Enforcing Enterprise Naming Conventions in Databricks: The Agentic Way
Most naming conventions live in a Confluence page or a shared do that got updated once, three years ago. New engineers might not read it, legacy objects never get cleaned up, and you might end up with a catalog full of inconsistencies.
Luckliy, Databricks recenlty provided a way to enforce your naming convention and avoid that messy scenario. Enter Databricks Workspace Skills, helping you fix this issue first at the individual level with Genie Code, then at scale with a purpose-built audit agent.
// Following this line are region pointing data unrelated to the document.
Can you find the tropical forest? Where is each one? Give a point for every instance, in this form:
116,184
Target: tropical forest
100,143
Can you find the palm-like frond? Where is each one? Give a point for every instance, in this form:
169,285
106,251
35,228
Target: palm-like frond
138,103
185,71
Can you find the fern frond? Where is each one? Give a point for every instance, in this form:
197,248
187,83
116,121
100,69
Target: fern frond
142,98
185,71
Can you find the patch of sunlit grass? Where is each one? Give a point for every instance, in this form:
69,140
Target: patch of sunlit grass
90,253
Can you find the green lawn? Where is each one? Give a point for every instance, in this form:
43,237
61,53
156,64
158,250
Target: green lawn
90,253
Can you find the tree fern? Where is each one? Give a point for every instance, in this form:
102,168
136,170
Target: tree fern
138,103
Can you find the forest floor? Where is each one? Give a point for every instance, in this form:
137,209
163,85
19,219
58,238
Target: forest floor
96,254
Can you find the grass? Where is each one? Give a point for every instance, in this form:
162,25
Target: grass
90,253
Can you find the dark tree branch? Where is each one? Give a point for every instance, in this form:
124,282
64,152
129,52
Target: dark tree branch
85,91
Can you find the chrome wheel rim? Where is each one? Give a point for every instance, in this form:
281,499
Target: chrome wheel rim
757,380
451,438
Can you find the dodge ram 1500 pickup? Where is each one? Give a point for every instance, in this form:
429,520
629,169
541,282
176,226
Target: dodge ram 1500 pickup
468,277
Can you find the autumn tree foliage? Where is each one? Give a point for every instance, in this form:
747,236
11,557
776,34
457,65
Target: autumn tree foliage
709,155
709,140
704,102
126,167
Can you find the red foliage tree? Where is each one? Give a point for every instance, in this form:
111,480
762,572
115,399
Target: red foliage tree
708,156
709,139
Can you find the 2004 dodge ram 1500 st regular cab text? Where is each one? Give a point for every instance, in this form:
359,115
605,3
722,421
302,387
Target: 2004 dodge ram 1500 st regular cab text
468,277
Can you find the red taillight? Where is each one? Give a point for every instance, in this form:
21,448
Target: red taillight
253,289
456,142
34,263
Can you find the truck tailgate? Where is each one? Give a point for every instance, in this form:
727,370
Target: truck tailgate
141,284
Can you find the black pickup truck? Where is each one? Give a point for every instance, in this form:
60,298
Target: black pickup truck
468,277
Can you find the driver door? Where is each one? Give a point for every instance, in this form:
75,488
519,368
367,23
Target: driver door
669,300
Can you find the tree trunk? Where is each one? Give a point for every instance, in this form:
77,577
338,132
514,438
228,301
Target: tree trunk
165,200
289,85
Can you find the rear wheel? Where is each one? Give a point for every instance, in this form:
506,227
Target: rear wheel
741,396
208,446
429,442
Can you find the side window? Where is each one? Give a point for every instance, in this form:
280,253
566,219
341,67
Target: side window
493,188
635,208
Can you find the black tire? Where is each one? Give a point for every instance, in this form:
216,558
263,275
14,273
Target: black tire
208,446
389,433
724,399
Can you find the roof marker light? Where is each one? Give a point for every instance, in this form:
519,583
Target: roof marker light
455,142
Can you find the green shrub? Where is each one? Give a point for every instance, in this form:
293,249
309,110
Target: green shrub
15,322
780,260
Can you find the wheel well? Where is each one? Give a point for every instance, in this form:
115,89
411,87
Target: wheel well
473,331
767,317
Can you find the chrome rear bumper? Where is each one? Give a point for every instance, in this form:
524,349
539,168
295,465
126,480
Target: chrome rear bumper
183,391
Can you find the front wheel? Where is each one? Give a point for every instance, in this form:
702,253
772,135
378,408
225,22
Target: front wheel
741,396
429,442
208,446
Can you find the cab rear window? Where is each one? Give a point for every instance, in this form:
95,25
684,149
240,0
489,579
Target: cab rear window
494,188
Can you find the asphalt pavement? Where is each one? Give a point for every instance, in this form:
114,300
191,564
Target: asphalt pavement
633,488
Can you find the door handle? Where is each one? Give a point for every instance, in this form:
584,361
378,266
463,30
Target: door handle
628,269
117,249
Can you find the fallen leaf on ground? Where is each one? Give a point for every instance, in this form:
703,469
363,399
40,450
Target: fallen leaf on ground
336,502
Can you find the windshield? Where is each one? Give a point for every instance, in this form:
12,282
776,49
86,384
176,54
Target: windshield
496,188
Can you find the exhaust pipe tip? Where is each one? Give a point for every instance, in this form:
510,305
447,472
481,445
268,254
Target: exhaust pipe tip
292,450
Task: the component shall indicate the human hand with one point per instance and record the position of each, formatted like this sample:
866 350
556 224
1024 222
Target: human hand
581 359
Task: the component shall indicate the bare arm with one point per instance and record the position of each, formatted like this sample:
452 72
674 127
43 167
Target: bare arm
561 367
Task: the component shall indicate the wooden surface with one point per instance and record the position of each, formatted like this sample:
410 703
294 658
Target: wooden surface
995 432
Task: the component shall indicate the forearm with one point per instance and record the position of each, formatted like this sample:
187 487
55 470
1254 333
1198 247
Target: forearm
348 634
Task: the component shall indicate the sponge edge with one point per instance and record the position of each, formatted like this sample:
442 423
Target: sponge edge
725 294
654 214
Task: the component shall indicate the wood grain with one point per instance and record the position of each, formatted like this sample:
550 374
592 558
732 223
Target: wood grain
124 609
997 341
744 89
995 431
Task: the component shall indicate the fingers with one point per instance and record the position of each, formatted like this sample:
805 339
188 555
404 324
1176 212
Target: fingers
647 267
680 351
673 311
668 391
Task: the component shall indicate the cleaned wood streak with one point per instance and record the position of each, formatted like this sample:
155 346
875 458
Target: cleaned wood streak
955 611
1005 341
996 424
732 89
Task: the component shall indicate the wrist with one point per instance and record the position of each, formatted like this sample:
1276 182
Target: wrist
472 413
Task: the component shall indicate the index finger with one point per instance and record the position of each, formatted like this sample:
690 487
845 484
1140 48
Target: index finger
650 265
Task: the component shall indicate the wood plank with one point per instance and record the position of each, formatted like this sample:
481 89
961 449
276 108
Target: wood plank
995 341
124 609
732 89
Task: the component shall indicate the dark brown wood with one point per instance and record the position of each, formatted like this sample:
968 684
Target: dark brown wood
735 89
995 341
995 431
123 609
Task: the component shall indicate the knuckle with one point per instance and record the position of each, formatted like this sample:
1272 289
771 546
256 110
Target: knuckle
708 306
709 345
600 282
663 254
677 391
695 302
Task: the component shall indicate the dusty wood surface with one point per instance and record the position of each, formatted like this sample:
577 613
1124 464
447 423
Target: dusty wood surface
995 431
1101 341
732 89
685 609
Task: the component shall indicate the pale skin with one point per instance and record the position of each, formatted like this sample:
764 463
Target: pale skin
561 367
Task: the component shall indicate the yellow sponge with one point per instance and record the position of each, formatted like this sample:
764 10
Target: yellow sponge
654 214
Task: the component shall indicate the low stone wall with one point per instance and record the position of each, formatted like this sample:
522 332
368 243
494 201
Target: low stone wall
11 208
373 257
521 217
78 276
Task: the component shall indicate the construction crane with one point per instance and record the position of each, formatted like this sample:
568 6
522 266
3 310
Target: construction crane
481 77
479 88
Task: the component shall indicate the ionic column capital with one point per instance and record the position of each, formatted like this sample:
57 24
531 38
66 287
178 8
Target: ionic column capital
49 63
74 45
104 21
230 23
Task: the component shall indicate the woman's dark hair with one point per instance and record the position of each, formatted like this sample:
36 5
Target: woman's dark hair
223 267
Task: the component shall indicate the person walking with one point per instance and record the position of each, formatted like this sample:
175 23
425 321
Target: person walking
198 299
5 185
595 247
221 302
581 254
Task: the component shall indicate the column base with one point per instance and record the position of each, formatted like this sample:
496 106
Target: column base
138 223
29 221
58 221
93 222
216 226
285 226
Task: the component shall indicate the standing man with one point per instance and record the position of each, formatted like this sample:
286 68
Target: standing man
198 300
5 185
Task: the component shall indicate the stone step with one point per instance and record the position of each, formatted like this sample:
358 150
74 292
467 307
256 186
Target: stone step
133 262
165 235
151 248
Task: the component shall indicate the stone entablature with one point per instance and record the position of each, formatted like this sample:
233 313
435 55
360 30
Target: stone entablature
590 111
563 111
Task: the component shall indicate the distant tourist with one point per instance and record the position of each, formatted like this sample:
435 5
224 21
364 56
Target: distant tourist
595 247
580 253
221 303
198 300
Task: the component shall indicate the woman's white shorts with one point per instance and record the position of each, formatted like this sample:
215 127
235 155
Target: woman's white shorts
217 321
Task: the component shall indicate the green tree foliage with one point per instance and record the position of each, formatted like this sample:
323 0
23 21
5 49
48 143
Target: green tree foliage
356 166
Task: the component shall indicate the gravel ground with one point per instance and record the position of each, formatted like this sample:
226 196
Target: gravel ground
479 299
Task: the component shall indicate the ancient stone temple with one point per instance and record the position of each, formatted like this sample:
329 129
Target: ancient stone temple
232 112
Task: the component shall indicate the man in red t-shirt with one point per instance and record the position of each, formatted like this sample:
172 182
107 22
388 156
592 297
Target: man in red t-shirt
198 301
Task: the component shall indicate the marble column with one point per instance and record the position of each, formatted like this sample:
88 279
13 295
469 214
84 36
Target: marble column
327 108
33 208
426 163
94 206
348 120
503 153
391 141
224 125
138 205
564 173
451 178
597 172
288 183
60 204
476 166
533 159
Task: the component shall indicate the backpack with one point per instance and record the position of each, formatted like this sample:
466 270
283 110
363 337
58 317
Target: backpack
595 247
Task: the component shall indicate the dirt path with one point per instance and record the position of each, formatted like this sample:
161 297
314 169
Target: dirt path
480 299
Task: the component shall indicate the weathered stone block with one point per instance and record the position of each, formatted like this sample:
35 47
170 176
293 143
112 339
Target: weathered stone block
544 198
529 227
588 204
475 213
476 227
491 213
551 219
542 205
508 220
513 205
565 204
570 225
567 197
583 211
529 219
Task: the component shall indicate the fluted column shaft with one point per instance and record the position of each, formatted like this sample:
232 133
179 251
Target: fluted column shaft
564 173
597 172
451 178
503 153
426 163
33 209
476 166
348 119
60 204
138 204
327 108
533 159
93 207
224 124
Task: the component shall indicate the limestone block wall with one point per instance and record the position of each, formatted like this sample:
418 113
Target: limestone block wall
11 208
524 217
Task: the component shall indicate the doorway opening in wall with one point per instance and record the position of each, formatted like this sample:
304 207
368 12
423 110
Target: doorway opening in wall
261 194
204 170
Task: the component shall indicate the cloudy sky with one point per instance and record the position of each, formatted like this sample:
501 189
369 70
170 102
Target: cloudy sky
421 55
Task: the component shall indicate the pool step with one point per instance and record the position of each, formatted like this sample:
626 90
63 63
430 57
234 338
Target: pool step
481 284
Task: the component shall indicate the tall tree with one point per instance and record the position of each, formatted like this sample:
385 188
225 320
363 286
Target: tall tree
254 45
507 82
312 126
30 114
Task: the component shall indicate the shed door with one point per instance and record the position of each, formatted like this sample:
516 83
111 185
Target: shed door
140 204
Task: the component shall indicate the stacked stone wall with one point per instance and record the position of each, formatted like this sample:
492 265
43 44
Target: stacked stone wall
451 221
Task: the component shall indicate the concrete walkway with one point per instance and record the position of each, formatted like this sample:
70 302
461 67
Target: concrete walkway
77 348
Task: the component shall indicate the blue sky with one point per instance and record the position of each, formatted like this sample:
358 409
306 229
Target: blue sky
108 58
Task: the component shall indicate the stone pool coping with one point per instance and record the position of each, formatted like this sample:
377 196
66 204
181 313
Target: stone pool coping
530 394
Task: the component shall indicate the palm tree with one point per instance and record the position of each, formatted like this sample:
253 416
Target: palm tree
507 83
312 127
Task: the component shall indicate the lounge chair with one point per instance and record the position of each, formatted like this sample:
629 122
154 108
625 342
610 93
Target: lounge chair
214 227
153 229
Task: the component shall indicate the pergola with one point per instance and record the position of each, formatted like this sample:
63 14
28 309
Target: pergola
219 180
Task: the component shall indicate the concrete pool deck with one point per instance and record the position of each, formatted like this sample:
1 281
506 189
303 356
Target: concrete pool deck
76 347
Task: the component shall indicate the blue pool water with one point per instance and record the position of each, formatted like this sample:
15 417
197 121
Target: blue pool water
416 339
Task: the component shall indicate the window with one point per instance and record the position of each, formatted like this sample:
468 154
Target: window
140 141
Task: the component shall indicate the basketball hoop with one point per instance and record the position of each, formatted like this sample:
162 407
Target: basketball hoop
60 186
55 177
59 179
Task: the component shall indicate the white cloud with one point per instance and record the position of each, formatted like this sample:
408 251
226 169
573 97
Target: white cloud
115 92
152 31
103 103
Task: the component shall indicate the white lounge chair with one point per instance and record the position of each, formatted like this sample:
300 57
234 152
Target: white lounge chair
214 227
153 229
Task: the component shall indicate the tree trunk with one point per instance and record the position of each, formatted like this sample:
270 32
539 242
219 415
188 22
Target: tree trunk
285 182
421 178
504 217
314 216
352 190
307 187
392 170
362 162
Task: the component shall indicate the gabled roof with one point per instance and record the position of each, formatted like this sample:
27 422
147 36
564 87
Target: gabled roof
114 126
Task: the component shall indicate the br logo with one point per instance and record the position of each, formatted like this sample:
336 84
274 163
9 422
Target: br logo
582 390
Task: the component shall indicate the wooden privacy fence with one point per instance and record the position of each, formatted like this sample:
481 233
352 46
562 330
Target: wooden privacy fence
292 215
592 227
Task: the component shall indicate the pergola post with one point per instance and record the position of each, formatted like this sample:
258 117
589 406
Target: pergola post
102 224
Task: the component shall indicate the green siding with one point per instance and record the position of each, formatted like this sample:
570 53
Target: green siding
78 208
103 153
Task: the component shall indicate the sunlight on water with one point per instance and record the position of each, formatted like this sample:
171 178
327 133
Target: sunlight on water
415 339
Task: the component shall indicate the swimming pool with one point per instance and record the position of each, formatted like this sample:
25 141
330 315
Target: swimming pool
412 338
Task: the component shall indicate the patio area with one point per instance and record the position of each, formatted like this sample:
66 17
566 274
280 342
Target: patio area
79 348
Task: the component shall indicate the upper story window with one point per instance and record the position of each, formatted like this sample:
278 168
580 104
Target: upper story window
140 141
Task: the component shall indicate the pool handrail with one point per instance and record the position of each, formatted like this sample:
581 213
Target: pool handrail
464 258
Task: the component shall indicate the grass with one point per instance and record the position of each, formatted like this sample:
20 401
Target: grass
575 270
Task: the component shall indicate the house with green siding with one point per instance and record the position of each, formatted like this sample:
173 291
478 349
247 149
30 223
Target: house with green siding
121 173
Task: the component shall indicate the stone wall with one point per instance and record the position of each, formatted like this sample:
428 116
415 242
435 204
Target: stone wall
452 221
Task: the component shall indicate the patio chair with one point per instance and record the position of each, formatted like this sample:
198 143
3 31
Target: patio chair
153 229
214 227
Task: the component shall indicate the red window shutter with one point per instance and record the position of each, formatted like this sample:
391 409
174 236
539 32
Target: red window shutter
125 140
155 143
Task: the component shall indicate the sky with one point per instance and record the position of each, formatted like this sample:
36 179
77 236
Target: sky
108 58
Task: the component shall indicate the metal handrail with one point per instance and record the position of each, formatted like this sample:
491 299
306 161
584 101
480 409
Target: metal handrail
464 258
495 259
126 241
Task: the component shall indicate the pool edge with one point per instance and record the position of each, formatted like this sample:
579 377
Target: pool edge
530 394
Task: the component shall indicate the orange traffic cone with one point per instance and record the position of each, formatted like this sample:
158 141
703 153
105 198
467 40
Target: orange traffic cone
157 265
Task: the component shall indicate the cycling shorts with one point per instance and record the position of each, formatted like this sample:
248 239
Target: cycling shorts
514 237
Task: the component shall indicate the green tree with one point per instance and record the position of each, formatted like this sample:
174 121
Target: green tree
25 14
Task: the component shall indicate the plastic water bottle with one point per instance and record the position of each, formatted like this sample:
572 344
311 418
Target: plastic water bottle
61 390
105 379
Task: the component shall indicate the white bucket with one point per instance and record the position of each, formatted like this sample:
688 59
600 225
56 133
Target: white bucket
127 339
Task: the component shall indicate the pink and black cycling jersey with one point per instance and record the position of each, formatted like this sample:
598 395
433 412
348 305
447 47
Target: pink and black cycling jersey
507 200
What Workspace Skills Actually Are
Workspace Skills are a relatively new addition to Databricks. The concept is simple: a SKILL.md file is a Markdown document that lives in your workspace at a known path. When Genie Code handles a request related to that skill, it injects the file's contents directly into the LLM prompt.
Think of it as a set of standing instructions that “travels” with your AI assistant. Instead of prompting Genie Code to follow your naming convention every single time (or hoping it infers the right pattern), you define the rules once, and the skill file makes them persistent.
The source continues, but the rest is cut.